Polonya Auschwitz’i ziyaret ettiğinizde hissettiklerinizi anlatır mısınız? Bunu işleyen her filmde hâlâ ağlıyor musunuz?

Eşimle birlikte çok etkilendik. Kıyımın, ölümün, acının, ızdırabın, kaybın, günahın müzesi haline gelmişti. Kolay kolay unutamayacağım bir ziyarettir. Nazi Soykırımı beni hâlâ çok üzen bir olaydır. İster belgesel ister film olsun çok duygulanırım. ‘Schindler’in Listesi’ni her izlediğimde ağladım. Yahudiler bunu unutmuyorlar ve bunu çok iyi anlıyorum.
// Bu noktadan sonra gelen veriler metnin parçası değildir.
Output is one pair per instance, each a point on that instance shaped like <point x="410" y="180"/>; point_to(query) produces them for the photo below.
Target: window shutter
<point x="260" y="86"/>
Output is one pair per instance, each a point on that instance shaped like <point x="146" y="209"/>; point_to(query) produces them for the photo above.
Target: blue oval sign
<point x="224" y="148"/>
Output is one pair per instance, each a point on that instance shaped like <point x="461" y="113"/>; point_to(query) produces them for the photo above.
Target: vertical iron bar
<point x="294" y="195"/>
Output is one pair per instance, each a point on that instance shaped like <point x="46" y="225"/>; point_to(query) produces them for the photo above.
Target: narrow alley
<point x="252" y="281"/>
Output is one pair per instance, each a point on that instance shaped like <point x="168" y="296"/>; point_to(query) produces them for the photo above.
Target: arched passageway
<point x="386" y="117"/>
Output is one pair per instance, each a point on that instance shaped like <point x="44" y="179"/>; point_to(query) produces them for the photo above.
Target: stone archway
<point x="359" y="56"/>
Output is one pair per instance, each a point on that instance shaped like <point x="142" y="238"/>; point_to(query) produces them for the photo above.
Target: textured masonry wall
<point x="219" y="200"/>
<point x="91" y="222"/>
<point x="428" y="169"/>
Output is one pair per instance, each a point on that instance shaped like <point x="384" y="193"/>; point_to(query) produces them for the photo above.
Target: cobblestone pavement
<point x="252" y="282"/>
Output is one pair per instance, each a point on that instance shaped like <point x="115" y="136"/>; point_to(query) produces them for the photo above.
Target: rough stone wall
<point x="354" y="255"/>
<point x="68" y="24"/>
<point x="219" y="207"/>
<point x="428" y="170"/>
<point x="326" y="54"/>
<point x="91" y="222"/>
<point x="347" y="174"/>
Pişman olunması, günah çıkarılması yetmez. İnsanlık bunu kesinlikle ve her zaman, hep bilmeli, hatırlamalı. Yahudi ırkı öyle bir ırk ki, dünyayı değiştiren isimler ortaya koymuş. Karl Marx olmasaydı komünist bir rejim hayal edilebilecek miydi, Sigmund Freud olmasaydı psikoloji ve insan karakterini inceleme, bütün nüanslarıyla kavrama olayı var olacak mıydı? Stefan Zweig olmasa o eserlerin yerini kim dolduracaktı? Düşünün toplama kamplarında ölen altı milyon kişi arasında, insanlığa katkısı olabilecek kimler vardı, asla bilinmeyecek.  Bu büyük trajedi. Akıl ve vicdan sahibi herkesi hep rahatsız etmeli.

Son olarak Şalom Gazetesi ve Dergisi’nin kültürel çeşitliliğe katkılarını ve Ladino gibi köklü bir dili korumak için gösterdiği çabaları nasıl değerlendiriyorsunuz? 

Kitabımda da bu konu hakkında bir yazıya yer verdim. Şalom Gazetesi ve Şalom Dergi’yi çok yararlı buluyorum. İçinde Türkiye’deki Musevi toplumunun yarattığı işler, ortaya koyduğu eserler, yazdığı kitaplar ön planda belki. Ama ‘Ben Yahudi’yim, gazete ve kitabı kendi dinim, ırkım, insanlarım için çıkarıyorum’ diye bakmıyor meseleye ve üzerinde yaşadığı bu topraklardaki her önemli adımı, kişiliği ve çabayı anıyor, değerlendiriyor, hakkını veriyor. Onlara çok teşekkür ederim.